It's amazing you had the strength to talk to the community officers. Think of going to the police as being the same as going to the community officers - at the end of the day, telling someone is telling someone, no matter who you tell [if that makes sense?]. No matter who you tell, and no matter what position of authority that person may hold, you're still telling someone what happened and that takes so, so much strength and courage. For even getting this far and being able to tell the community officers, it's fantastic. Something to be very, very proud of yourself for because telling someone, having the courage to report this - it's not easy.
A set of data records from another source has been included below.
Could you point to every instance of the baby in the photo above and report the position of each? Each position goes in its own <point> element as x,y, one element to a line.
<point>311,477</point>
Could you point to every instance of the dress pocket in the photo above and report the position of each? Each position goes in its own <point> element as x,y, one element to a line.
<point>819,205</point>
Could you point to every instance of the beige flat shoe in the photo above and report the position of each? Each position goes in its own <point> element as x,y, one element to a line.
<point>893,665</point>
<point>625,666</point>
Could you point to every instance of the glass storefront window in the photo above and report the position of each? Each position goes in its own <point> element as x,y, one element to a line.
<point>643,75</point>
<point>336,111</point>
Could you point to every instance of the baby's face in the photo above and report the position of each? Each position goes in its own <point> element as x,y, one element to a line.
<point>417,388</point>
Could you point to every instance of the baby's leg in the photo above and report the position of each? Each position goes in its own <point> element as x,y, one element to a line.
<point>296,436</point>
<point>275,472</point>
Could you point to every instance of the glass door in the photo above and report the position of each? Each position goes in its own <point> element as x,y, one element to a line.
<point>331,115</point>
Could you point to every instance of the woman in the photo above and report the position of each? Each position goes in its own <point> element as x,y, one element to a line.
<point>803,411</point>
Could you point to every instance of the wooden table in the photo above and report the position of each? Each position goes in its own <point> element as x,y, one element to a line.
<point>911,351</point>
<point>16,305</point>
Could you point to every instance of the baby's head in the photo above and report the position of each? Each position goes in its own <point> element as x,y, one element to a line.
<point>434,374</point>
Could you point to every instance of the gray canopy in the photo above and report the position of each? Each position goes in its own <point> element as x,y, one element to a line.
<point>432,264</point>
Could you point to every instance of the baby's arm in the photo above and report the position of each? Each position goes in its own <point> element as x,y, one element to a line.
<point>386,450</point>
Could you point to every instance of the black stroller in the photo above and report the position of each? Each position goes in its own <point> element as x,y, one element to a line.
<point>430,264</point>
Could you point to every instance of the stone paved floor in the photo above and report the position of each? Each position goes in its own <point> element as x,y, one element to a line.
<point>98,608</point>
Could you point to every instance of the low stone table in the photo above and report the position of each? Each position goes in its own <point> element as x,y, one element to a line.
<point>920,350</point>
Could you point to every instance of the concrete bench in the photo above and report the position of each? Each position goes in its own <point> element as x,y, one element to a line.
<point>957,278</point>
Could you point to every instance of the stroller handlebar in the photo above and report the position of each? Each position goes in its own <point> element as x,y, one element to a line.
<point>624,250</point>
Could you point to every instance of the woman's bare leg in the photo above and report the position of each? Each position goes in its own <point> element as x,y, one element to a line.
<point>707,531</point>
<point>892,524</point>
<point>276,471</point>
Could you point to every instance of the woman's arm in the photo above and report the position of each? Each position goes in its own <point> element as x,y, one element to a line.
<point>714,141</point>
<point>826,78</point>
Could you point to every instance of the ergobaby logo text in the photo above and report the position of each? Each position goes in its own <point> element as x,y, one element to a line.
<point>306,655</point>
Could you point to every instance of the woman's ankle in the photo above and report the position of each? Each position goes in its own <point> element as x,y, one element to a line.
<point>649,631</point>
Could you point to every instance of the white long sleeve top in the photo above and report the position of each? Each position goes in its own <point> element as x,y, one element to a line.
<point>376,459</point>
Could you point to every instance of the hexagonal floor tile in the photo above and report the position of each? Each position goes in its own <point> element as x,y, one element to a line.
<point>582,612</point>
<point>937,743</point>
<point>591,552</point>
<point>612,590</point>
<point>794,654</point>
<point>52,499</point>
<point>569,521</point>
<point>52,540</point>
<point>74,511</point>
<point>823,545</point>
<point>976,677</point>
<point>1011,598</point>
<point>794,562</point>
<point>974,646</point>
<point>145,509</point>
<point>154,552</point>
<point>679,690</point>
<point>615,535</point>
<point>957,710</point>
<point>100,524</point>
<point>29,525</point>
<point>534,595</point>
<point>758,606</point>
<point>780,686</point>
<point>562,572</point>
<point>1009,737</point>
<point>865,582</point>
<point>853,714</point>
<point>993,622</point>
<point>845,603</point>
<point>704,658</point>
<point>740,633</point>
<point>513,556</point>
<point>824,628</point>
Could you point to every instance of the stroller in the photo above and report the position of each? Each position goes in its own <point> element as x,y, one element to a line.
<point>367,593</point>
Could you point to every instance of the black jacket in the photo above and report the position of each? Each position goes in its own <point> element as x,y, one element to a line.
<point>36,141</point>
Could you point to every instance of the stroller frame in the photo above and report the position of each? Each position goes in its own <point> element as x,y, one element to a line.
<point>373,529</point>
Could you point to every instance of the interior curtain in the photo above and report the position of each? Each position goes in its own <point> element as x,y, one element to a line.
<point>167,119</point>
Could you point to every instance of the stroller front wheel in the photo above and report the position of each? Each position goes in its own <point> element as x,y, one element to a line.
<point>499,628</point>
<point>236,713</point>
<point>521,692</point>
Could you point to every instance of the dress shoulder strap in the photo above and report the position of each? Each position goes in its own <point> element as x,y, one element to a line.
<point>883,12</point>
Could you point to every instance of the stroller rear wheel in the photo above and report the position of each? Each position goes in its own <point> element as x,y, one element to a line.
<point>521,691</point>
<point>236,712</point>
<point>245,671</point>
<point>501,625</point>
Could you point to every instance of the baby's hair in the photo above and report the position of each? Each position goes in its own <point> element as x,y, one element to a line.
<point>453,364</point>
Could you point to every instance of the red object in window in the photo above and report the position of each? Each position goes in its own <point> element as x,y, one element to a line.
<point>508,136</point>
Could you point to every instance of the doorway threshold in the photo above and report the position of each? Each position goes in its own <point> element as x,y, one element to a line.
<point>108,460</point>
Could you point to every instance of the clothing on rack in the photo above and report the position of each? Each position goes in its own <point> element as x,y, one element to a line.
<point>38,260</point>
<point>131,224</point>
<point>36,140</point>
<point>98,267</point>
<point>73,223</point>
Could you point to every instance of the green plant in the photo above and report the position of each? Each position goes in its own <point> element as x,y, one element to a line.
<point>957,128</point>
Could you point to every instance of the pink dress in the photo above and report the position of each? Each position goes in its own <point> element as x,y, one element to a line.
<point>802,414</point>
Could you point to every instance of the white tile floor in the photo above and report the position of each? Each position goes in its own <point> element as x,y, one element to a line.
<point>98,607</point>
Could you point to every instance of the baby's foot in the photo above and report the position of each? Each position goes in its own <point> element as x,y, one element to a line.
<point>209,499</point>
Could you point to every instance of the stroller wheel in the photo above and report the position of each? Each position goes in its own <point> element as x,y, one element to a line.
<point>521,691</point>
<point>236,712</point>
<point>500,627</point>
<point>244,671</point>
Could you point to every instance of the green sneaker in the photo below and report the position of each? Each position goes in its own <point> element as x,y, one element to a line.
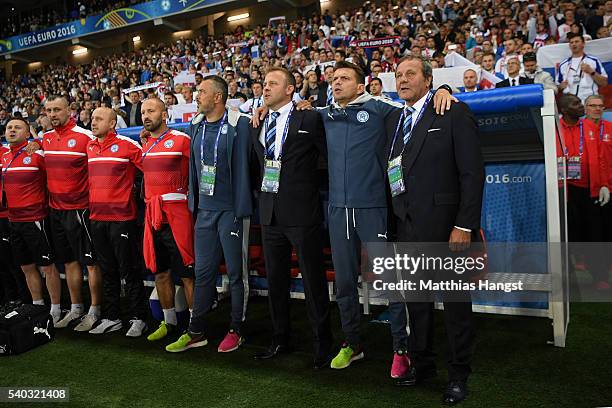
<point>162,331</point>
<point>187,341</point>
<point>346,356</point>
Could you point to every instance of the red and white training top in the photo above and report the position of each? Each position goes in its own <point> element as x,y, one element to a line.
<point>66,159</point>
<point>112,166</point>
<point>166,166</point>
<point>3,209</point>
<point>24,183</point>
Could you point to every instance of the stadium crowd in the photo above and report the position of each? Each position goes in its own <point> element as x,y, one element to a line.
<point>490,38</point>
<point>74,182</point>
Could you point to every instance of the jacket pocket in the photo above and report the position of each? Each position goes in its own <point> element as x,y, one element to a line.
<point>446,198</point>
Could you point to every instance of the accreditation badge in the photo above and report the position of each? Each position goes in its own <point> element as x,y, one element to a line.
<point>207,179</point>
<point>271,178</point>
<point>573,168</point>
<point>395,176</point>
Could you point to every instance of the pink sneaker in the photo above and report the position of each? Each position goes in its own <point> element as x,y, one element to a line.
<point>231,342</point>
<point>401,364</point>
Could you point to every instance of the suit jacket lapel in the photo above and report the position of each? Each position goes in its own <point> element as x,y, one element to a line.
<point>419,133</point>
<point>295,121</point>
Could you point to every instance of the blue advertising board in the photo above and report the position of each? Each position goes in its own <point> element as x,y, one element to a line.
<point>121,17</point>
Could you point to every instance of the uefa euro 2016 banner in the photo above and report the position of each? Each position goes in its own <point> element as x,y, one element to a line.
<point>102,22</point>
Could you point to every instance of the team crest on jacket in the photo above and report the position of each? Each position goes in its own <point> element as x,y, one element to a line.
<point>363,116</point>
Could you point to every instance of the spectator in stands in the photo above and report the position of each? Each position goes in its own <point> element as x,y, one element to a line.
<point>187,93</point>
<point>535,73</point>
<point>131,110</point>
<point>470,81</point>
<point>488,63</point>
<point>580,74</point>
<point>374,88</point>
<point>513,67</point>
<point>509,52</point>
<point>85,119</point>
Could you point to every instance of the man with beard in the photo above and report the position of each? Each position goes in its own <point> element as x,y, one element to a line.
<point>168,235</point>
<point>220,199</point>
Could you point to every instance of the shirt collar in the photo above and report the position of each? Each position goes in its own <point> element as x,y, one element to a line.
<point>418,105</point>
<point>285,109</point>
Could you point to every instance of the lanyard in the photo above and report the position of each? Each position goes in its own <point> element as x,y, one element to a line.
<point>401,121</point>
<point>285,131</point>
<point>5,169</point>
<point>155,143</point>
<point>216,140</point>
<point>578,68</point>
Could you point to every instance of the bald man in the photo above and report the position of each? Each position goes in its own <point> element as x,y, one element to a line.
<point>65,149</point>
<point>168,235</point>
<point>470,81</point>
<point>112,163</point>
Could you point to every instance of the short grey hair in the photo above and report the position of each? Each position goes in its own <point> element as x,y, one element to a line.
<point>586,101</point>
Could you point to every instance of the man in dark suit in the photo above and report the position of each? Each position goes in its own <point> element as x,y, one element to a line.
<point>440,201</point>
<point>325,95</point>
<point>290,211</point>
<point>513,67</point>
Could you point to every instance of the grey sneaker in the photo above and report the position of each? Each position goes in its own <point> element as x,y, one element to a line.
<point>68,318</point>
<point>87,323</point>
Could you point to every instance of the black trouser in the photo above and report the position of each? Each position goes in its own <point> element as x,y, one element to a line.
<point>115,245</point>
<point>13,285</point>
<point>585,221</point>
<point>307,241</point>
<point>459,323</point>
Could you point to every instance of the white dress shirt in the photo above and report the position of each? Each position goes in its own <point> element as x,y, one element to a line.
<point>281,121</point>
<point>417,109</point>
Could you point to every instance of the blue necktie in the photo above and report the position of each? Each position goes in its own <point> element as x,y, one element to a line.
<point>271,135</point>
<point>408,110</point>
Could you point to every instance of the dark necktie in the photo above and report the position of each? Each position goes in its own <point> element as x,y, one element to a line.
<point>271,135</point>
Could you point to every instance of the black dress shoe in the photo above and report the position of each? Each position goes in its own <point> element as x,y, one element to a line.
<point>414,376</point>
<point>273,351</point>
<point>456,391</point>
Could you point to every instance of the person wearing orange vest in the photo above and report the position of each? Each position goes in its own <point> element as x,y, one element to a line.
<point>602,129</point>
<point>587,192</point>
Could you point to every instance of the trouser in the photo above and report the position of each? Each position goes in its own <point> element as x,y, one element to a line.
<point>115,244</point>
<point>412,326</point>
<point>348,229</point>
<point>220,234</point>
<point>13,285</point>
<point>307,241</point>
<point>586,224</point>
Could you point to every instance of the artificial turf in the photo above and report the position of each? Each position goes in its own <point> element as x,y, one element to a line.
<point>513,367</point>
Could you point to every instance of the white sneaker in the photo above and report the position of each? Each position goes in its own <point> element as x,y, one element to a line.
<point>87,323</point>
<point>69,317</point>
<point>106,326</point>
<point>137,328</point>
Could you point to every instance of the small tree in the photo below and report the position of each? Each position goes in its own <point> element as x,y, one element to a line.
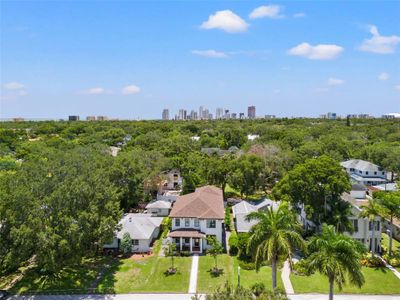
<point>126,243</point>
<point>215,250</point>
<point>169,251</point>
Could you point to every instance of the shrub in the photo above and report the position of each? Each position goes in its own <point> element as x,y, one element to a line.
<point>369,261</point>
<point>233,244</point>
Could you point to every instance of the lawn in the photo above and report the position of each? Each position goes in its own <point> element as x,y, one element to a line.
<point>377,281</point>
<point>206,282</point>
<point>128,275</point>
<point>79,277</point>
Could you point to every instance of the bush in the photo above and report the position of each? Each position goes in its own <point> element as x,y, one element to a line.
<point>394,261</point>
<point>369,261</point>
<point>300,268</point>
<point>233,244</point>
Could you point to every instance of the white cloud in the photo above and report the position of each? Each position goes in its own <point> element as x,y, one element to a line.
<point>317,52</point>
<point>267,11</point>
<point>383,76</point>
<point>299,15</point>
<point>95,91</point>
<point>335,81</point>
<point>225,20</point>
<point>14,86</point>
<point>130,89</point>
<point>378,43</point>
<point>210,53</point>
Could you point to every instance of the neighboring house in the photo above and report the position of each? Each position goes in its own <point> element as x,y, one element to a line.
<point>242,209</point>
<point>143,229</point>
<point>364,172</point>
<point>159,208</point>
<point>358,191</point>
<point>196,216</point>
<point>362,226</point>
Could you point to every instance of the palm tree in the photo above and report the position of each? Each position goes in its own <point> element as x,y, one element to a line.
<point>276,235</point>
<point>390,203</point>
<point>371,211</point>
<point>336,255</point>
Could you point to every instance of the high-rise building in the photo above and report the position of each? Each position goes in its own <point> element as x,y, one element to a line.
<point>331,116</point>
<point>251,112</point>
<point>102,118</point>
<point>219,113</point>
<point>73,118</point>
<point>165,114</point>
<point>182,115</point>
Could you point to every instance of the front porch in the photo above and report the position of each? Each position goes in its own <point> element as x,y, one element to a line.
<point>188,240</point>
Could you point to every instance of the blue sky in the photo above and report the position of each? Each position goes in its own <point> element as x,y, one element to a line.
<point>131,59</point>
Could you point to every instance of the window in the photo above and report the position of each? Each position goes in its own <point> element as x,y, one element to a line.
<point>211,224</point>
<point>355,225</point>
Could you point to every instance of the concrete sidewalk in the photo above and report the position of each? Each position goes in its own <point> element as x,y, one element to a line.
<point>193,274</point>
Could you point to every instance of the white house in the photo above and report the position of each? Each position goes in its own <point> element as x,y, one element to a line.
<point>196,216</point>
<point>143,229</point>
<point>159,208</point>
<point>364,172</point>
<point>242,209</point>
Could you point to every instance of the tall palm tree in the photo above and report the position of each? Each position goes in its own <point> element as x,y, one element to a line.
<point>336,255</point>
<point>390,203</point>
<point>371,211</point>
<point>276,235</point>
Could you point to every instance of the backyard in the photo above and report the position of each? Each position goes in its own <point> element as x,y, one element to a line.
<point>377,281</point>
<point>207,282</point>
<point>148,275</point>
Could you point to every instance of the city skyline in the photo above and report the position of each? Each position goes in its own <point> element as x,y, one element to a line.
<point>129,60</point>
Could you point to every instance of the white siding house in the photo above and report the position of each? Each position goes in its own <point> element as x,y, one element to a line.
<point>196,216</point>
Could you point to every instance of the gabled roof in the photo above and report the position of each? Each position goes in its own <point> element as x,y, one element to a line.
<point>139,226</point>
<point>159,204</point>
<point>205,203</point>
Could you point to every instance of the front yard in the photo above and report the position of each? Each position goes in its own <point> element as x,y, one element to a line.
<point>377,281</point>
<point>128,275</point>
<point>206,282</point>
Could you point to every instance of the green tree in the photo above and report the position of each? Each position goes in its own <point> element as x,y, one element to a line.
<point>126,244</point>
<point>390,202</point>
<point>214,250</point>
<point>336,255</point>
<point>276,235</point>
<point>372,211</point>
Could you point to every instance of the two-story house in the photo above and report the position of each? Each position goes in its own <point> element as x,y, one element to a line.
<point>196,216</point>
<point>364,172</point>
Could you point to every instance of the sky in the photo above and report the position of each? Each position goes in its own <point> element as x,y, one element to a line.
<point>132,59</point>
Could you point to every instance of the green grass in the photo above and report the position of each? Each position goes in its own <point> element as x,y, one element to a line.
<point>69,278</point>
<point>377,281</point>
<point>206,282</point>
<point>147,275</point>
<point>385,243</point>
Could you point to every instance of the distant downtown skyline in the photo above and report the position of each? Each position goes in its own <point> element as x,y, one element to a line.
<point>131,59</point>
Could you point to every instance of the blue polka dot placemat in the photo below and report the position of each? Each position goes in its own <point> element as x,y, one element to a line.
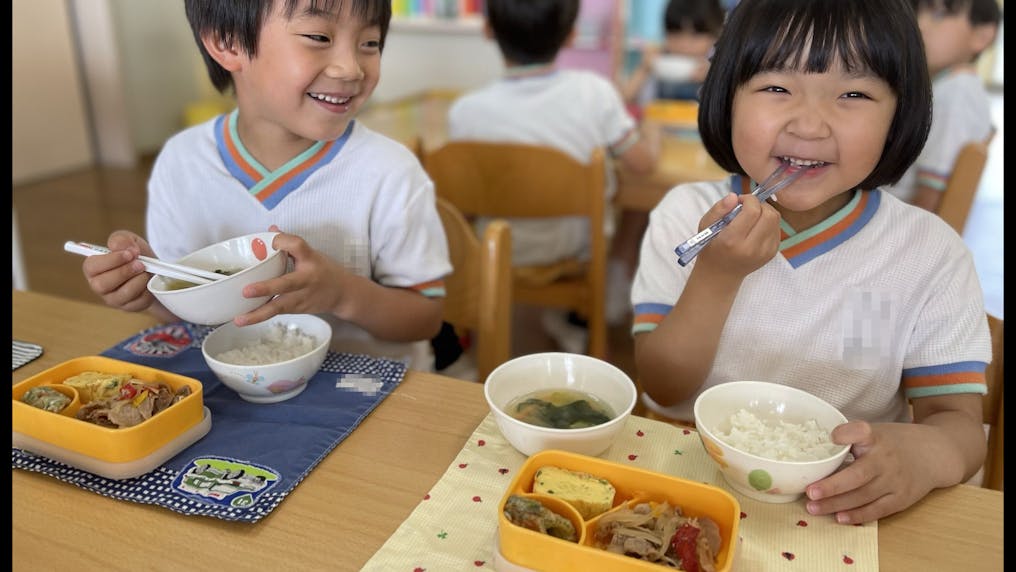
<point>254,454</point>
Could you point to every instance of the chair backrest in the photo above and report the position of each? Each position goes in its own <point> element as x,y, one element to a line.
<point>509,180</point>
<point>962,185</point>
<point>479,290</point>
<point>993,475</point>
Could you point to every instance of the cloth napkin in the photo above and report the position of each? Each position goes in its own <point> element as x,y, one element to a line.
<point>254,454</point>
<point>454,526</point>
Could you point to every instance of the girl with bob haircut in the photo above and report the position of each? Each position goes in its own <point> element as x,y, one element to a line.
<point>832,286</point>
Keep telling yourself that if you have the strength to tell the community officers, you can tell the police.

You don't necessarily know for sure the police officers will tell any details to those they interrogate; by interviewing your neighbors, they could be trying to figure out the profile of the postman. Most likely they'll only be asking questions such as, what did they think of him, did he seem creepy, did they ever witness him engaging in illegal activity such as sexual abuse, have they ever been sexually abused by him, etc. I believe telling them your case details - that is, mentioning your name specifically, would go against confidentiality? I'm not positive on this and it's something you'd have to ask the officer assigned to your case about. Just keep in mind that while they very well may talk to your neighbors, it doesn't mean your neighbors will find out it's you.

Quote:
Originally Posted by lilmisschatterbox View Post
everyone will all think ew she let the postman do that to her ew.
No one - no one who's worth anything or worth listening to - will ever tell you it's your fault for letting him do this to you. Abuse is never, ever the victim's fault; no one asks to be hurt like this. This is not your fault at all. If someone makes a comment like that? It doesn't matter. What does matter is that YOU know you didn't ask for this. Let other people say what they want, if they were actually in this situation I'm sure they'd be singing to a different tune.

Let me know anytime you want to talk about anything, all right? Take good care of yourself and hang in there.